Local seniors take to the diamond, look to expand

Front row from left: Stu ”Rookie” Swiger, Bill ”Scoop” Connor, Ed “Pig-Pen” Jones, Mike “Brooks” Kaufman and Ron ”Slick” Helmboldt. Back row from left: Bernie ”Boomer” Misko, Fred “Duke” Niles, James “Preacher” Schmeling, Chuck ”Crooner” Dillon and Bill “Hammer” Mason. (Kyle Kotecki/For the News Advocate)

Front row from left: Stu ”Rookie” Swiger, Bill ”Scoop” Connor, Ed “Pig-Pen” Jones, Mike “Brooks” Kaufman and Ron ”Slick” Helmboldt. Back row from left: Bernie ”Boomer” Misko, Fred “Duke” Niles, James “Preacher” Schmeling, Chuck ”Crooner” Dillon and Bill “Hammer” Mason. (Kyle Kotecki/For the News Advocate)


For the News Advocate

MANISTEE — 74-year-old Bill Mason loves softball. With the nearest senior league in Traverse City, Mason decided to get the ball rolling on senior softball in Manistee.

“My wife and I go to Fort Myers, Florida for six months and I play senior softball down there four times a week,” Mason said. “We retired from Oakland County to here 12 years ago. There’s no senior softball around except for Traverse City.

“… That’s a long way to go up and drive back, so a few years ago I found a couple guys that were interested in playing,” he continued. “We started with two, three or four guys and just had batting practice. Now sometimes we get up to 10, 12 or 14 guys and we choose up teams just like you did when you were ten years old.”

Playing softball makes the guys feel like kids again. First names are eschewed in favor of nicknames such as “Scoop,” “Slick,” “Boomer” and “Pig-Pen.”

In the parking lot, you may find Bill Schmeling, the Lutheran pastor, or retiree Bill Mason. On the diamond, however, they are “Preacher” and “Hammer.” And they’re ballplayers.

“We have a hell of a good time,” Mason said. “Lots of fun. We go out to eat afterward. I’ve met a lot of good guys, so we’re trying to grow this thing.”

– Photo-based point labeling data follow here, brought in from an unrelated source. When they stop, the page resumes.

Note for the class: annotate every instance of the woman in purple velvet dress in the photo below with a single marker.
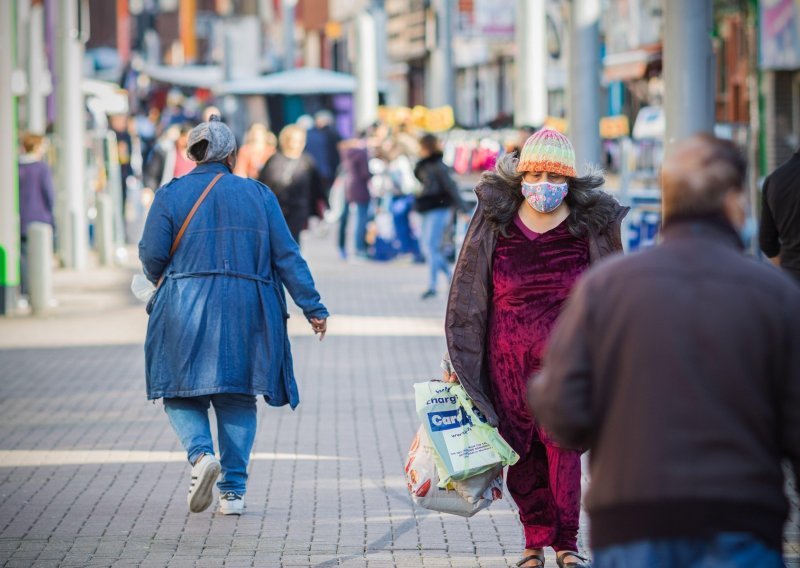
(537, 228)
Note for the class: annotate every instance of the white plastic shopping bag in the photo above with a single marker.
(142, 288)
(423, 483)
(465, 444)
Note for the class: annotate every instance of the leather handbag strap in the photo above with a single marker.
(191, 214)
(186, 221)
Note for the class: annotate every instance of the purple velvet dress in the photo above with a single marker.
(533, 275)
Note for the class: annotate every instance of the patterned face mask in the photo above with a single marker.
(544, 196)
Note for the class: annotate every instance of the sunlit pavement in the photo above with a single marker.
(92, 475)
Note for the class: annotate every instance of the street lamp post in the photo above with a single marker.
(531, 83)
(584, 81)
(9, 204)
(440, 74)
(366, 99)
(688, 69)
(70, 134)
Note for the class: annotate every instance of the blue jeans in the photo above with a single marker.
(236, 431)
(434, 223)
(726, 550)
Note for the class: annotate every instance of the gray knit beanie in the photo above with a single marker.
(218, 138)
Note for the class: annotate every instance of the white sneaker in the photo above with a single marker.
(231, 503)
(204, 474)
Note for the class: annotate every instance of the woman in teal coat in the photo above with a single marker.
(217, 331)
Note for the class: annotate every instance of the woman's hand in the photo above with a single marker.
(450, 377)
(448, 373)
(320, 326)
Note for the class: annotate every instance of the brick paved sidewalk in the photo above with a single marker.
(92, 475)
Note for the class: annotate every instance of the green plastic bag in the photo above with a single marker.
(465, 444)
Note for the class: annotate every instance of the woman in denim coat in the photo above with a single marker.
(217, 330)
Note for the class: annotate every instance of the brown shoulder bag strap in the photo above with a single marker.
(191, 214)
(186, 221)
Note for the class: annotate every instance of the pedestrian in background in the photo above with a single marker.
(294, 178)
(217, 330)
(168, 159)
(537, 228)
(36, 196)
(435, 203)
(259, 146)
(322, 145)
(779, 234)
(355, 165)
(679, 368)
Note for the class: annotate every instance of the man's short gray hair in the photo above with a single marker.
(211, 141)
(698, 174)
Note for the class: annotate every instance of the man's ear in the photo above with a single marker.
(734, 208)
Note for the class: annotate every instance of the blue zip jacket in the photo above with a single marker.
(218, 321)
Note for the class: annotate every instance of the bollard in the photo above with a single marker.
(40, 266)
(104, 230)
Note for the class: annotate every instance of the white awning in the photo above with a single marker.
(199, 76)
(302, 81)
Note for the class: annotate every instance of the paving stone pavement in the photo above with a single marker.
(92, 475)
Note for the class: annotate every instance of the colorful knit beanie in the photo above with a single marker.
(548, 151)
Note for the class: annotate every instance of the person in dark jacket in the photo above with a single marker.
(294, 178)
(779, 234)
(435, 203)
(679, 368)
(355, 164)
(217, 330)
(322, 145)
(36, 195)
(537, 228)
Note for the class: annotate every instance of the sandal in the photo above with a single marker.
(582, 561)
(538, 557)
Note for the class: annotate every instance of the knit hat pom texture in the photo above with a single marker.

The effort is in its third year and has been growing steadily. Ultimately, Mason would like at least 20 people regularly show up so they could play nine-on-nine baseball.

The number of attendees dictates what the men can do, be it five-on-five or six-on-six with modified rules to accommodate the limited number of fielders. If the numbers are particularly low, they just take batting practice and shag fly balls.

“The goal would be 20-some guys,” Mason said. “I have over 30 names on my roster but they don’t all show up at the same time. But we have fun. … Five-on-five’s fun. Six-on-six is fun.”

Six-on-six may be fun, but Mason would like to see the numbers of players increase. He knows there are more ballplayers out there. It’s simple math.

“They tell me that in the 70s or 80s there were 40 men’s — not coed like they have now — men’s softball teams in the area,” Mason said. “Those guys are now in their 60s. I’m going to be 75 next month. Those guys in their 60s and 70s, where in the heck are they? We only have two guys who are from Manistee.

“That is unbelievable to me that all these guys played years ago,” Mason continued. “I don’t know if they’re all golfers or what. … We have very few Manistee natives playing.”

The crew has even found itself a sponsor.

“Mr. (Nicholas) Callesen of Callesen Wealth Management, we’re very appreciative of him buying us some shirts,” Mason said.

And lest you think these aging athletes can no longer get it done, “Slick” Helmboldt destroyed a bat Monday with a fearsome swing that sent both the ball and the top section of the bat into the outfield.

“One guy last week put three over the fence,” Schmeling said. “One bounced over my truck out in the parking lot.”

Not Aches, pains nor even a hematoma will keep these players off the field, though Mason admits some precautions must be taken.

“We take it easy around the bases, most of us,” Mason said. “We take it one base at a time.”

The group meets at the First Street Beach softball fields every Monday and Wednesday at 10 a.m. and usually wraps up around noon.

“We start in May,” Mason said. “We play through June, July, August and if September is nice we play into September. I leave for Florida in October so we play for five months.”

The group has eight to 10 players who show up regularly, and there are always a few people who show up more sporadically. They have recruited new players from their churches or even by asking passersby if they would like to take a few at-bats. The crew is always on the lookout for more players.

“We’ve got about five guys on the DL,” Helmboldt said. “They get lame so easy. One guy was working on his boat and wrenched his back. He’s been out about a month.”

Mason would like those interested in joining to stop by the First Street Beach softball fields on a Monday or Wednesday morning. All you need is a glove and a nickname.

If you don’t have a glove, someone will happily lend you one. If you don’t have a nickname, one will be provided for you.